Seth Berkley, former CEO of Gavi, the Vaccine Alliance, recounts the inside story of efforts to expand COVID-19 vaccine access in his new book, Fair Doses, and lays out lessons for doing better next time.
The idea for COVAX began in Davos on January 23, 2020, when Berkley and colleagues at the World Economic Forum discussed how to ensure that any successful vaccine would be available to all countries regardless of wealth. With no funding, staff, or formal mandate, they sketched a mechanism to pre-purchase vaccine candidates and distribute doses equitably by population. That concept evolved into COVAX.
COVAX required countries to commit funds up front to buy vaccines that might never work — a risky but necessary approach in a fast-moving pandemic, backed by earlier investments in coronavirus research and the rapid promise of mRNA technology. The first COVID vaccine was authorized in the U.K. on Dec. 8, 2020; COVAX delivered its first doses to a low- and middle-income country 39 days later in India and to African nations 43 days later in Ghana and Côte d’Ivoire.
From 2021 to 2023 COVAX distributed roughly 2 billion doses to 146 countries. In the 92 poorest countries, primary-dose coverage reached about 57%, versus about 67% globally — a major improvement for many people but short of true equity. Berkley calls COVAX the fastest and most equitable vaccine rollout in history, while conceding it fell far short of its aims.
Major obstacles emerged: vaccine nationalism as wealthy countries bought large shares of available supplies; export bans and production disruptions; and strained supply chains. A pivotal setback came in spring 2021 when a Delta surge in India prompted the Serum Institute of India — a key global manufacturer and COVAX supplier — to halt exports and prioritize domestic needs. That and other disruptions left COVAX roughly 600 million doses short. Berkley argues COVAX had negotiated a broader portfolio than many critics acknowledged, and the shortages were driven largely by hoarding by richer countries and by export and production constraints.
Berkley draws several lessons for future pandemic preparedness. First, financing must be available on day one so a global mechanism can enter procurement queues and secure deals; Gavi now keeps about $500 million in capital for that purpose. Second, preparedness relies on networks — coordinating WHO, UNICEF, the World Bank, civil society and others — rather than expecting a single institution to do everything. Third, manufacturing capacity needs geographic diversification: during COVID-19 Africa produced under 0.1% of vaccines, so building local facilities is important, although local production alone does not guarantee equitable distribution across many countries.
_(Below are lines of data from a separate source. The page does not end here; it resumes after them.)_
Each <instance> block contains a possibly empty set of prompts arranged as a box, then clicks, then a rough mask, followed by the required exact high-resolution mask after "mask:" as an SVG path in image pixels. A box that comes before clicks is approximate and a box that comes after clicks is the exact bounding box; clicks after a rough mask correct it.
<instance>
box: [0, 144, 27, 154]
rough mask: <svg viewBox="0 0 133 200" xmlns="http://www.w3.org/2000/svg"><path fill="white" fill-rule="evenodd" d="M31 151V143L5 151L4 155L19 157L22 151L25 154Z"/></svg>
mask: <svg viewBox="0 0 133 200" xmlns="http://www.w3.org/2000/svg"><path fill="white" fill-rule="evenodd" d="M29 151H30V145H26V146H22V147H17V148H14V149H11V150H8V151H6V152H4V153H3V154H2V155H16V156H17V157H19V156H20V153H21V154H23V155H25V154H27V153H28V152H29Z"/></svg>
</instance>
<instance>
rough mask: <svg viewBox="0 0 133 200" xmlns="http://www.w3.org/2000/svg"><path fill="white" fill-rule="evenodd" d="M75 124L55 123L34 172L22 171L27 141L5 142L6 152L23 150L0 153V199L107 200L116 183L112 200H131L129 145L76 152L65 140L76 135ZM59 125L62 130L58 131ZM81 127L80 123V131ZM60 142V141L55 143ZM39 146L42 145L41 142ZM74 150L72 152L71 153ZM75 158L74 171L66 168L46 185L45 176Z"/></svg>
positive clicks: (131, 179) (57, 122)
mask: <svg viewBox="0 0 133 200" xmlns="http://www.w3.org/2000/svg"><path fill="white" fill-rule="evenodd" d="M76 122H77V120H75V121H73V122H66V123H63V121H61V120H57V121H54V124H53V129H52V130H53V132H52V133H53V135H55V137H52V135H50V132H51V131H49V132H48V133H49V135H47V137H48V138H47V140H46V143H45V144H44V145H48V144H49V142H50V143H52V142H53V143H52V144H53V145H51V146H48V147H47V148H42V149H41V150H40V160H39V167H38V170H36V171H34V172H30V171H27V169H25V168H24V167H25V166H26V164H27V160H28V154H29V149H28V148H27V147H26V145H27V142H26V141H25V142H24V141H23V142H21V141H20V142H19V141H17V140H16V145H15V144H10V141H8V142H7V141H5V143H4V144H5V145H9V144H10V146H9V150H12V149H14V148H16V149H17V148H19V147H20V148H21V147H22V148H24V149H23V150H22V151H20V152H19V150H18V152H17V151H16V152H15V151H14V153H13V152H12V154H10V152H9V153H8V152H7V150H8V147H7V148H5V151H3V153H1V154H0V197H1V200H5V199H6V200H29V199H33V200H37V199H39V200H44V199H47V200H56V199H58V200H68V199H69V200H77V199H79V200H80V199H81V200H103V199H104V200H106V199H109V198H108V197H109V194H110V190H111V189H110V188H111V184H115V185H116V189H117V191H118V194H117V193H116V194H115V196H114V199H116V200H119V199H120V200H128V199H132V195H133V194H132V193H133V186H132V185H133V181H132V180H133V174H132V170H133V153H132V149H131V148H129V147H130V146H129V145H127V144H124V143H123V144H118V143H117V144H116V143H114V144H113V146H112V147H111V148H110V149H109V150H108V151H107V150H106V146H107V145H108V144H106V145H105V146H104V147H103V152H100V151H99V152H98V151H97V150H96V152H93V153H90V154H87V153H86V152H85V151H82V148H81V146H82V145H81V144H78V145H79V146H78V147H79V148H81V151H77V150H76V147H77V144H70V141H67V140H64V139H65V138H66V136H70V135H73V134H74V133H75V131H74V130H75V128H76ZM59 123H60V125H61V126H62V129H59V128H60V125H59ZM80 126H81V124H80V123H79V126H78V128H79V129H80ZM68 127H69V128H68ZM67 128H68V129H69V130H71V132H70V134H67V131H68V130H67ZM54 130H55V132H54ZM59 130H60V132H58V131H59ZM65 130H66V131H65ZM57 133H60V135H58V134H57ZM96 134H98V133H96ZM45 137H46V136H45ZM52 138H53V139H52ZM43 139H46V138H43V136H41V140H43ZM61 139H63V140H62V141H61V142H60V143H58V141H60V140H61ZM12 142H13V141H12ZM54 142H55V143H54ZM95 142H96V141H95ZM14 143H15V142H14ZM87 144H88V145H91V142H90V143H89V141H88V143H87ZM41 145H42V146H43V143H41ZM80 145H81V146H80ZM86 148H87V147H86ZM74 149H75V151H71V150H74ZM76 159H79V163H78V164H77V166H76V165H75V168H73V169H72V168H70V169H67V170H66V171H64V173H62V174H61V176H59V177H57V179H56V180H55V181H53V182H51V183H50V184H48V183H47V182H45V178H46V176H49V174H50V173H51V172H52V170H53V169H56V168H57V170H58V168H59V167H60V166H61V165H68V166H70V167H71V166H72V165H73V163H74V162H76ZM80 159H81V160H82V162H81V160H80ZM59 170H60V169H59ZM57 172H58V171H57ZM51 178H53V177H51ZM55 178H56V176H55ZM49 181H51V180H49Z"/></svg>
He warns that political attention and readiness have waned since the acute phase of the pandemic. Cuts to pandemic-focused teams and foreign aid, and reductions in institutional support, have weakened global preparedness. Berkley highlights the growing challenge of misinformation and disinformation — spread not only by foreign actors but also by influential domestic figures — and says that countering it requires engagement by trusted local voices: doctors, nurses, community and religious leaders. That task becomes much harder when national leaders undermine public-health messaging.
On communication, Berkley urges a combination of science and humility. Early guidance should reflect the best available evidence while clearly acknowledging uncertainty and the reasons for changes as knowledge evolves. Transparent, consistent explanations of why recommendations shift are essential for preserving public trust.
Fair Doses is both a record of what COVAX achieved and a critique of the global responses that limited its impact. Berkley’s prescription for the next pandemic centers on sustained political will, pre-positioned financing, coordinated international networks, expanded and diversified manufacturing capacity, and clearer, more humble public communication — all aimed at making vaccine access genuinely equitable in the future.